Here’s a letter to the Washington Post:

Nicholas Wapshott asserts that Milton Friedman “believed that the Fed has a right to manage the national economy” (“How conservatives misread and misuse Milton Friedman,” July 28).

Nothing could be further from the truth.

Throughout his career, Friedman deeply distrusted central bankers.  For years he sought to eliminate Federal Reserve discretion with his “k-percent rule” under which (quoting Friedman from 1960) “the stock of money [should] be increased at a fixed rate year-in and year-out without any variation in the rate of increase to meet cyclical needs.”*  And even though Fed policy from the early 1980s until he died in 2006 became, in his view, more responsible, Friedman’s distrust of Fed policymakers continued to grow.  Friedman became so worried about this discretion that he declared, just before he died, that his “first preference would be to abolish the Federal Reserve.”**

While Milton Friedman always believed that if a central bank exists its responsibilities include insuring that the money supply doesn’t collapse, he – contrary to Mr.
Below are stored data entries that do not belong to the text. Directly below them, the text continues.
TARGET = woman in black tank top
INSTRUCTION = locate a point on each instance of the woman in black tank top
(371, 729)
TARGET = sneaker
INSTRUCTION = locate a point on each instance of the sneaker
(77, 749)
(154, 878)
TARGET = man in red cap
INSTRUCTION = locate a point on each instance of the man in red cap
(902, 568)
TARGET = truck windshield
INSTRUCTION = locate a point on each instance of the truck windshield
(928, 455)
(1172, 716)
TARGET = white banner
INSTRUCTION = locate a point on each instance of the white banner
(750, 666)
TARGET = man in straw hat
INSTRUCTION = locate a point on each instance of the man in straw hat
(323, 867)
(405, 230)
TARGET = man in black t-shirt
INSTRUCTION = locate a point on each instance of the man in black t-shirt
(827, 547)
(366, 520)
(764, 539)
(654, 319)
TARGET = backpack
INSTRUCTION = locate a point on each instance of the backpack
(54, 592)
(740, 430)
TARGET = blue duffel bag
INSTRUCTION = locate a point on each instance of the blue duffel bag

Wapshott’s portrayal – emphatically opposed active management of the economy by the Fed.

Donald J. Boudreaux
Professor of Economics
George Mason University
Fairfax, VA  22030

* Milton Friedman, A Program for Monetary Stability (New York: Fordham University Press, 1983 [1960]), p. 93.

** Friedman’s remark occurs around the 41:45 mark in this 2006 video taped at Hillsdale College.